Well, we are at a breaking point now and considering separation or divorce. And we have children. That is the killer. I know and he knows, if we didn't have kids, we would have divorced years ago. But at this point, we have decided to hang on for the kids. Not sure how long that is going to last. 

Not having that sexual or emotional connection is WRONG and will kill your relationship. You should really figure it out now. I would hate to see anyone get married, have kids, and then have this happen to them. It is the worse. 

And I also think about someone else all the time. Someone I met last year that I kissed and felt SO attracted to and wanted to have sex with, but didn't. So I know I can feel that way towards someone again. I know what it's like to feel that. I am not sure I want to live the rest of my life never feeling that attraction ever again for someone. That is sad. Such a hard decision...doing what's right for me, or doing right by my kids. Being selfish or being unselfish. 

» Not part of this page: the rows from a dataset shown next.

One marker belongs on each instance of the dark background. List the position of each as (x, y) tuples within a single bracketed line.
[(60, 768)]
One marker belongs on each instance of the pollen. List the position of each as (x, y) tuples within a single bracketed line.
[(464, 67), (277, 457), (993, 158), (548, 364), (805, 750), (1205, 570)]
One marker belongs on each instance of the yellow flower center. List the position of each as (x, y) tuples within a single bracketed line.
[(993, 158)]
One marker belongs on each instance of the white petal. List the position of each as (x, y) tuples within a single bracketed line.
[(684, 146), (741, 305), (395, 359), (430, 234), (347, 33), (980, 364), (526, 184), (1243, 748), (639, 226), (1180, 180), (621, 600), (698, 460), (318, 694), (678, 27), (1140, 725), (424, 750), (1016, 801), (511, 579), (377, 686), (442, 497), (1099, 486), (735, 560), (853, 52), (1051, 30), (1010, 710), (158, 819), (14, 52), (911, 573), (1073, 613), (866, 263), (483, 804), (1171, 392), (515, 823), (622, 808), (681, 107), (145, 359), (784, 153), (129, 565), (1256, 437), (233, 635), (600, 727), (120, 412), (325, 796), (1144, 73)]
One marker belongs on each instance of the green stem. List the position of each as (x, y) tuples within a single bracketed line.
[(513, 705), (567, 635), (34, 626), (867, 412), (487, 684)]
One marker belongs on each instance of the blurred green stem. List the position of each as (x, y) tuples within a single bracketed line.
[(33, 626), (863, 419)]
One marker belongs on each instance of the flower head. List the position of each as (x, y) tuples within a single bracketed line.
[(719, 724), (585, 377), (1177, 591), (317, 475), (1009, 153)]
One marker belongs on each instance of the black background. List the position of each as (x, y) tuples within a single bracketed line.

So make SURE about this relationship and how you really feel. Do not lie to yourself and try to convince yourself b/c everything else about him is SO good, that the sex stuff will come or you can deal with being not 100% satisfied or turned on, attracted to him. Because it will blow up in your face, believe me! If you feel this way now, that is never going to change or improve! He is the way he is and can't change that.

Good luck!


----------



## 4sure (Aug 8, 2010)

Since you won't leave him, then what you are looking for is sexual satisfaction. Watch a porn movie if that turns you on. Buy toys, a strap-on, and have fun.


----------



## SimplyAmorous (Nov 25, 2009)

I agree with all on here before me in their responses, especially listen to CarolinNE's words. Sexual Attraction should never be underestimated. Too many have walked this road, and lived to regret it. Just coming here & sharing what you did speaks so much. 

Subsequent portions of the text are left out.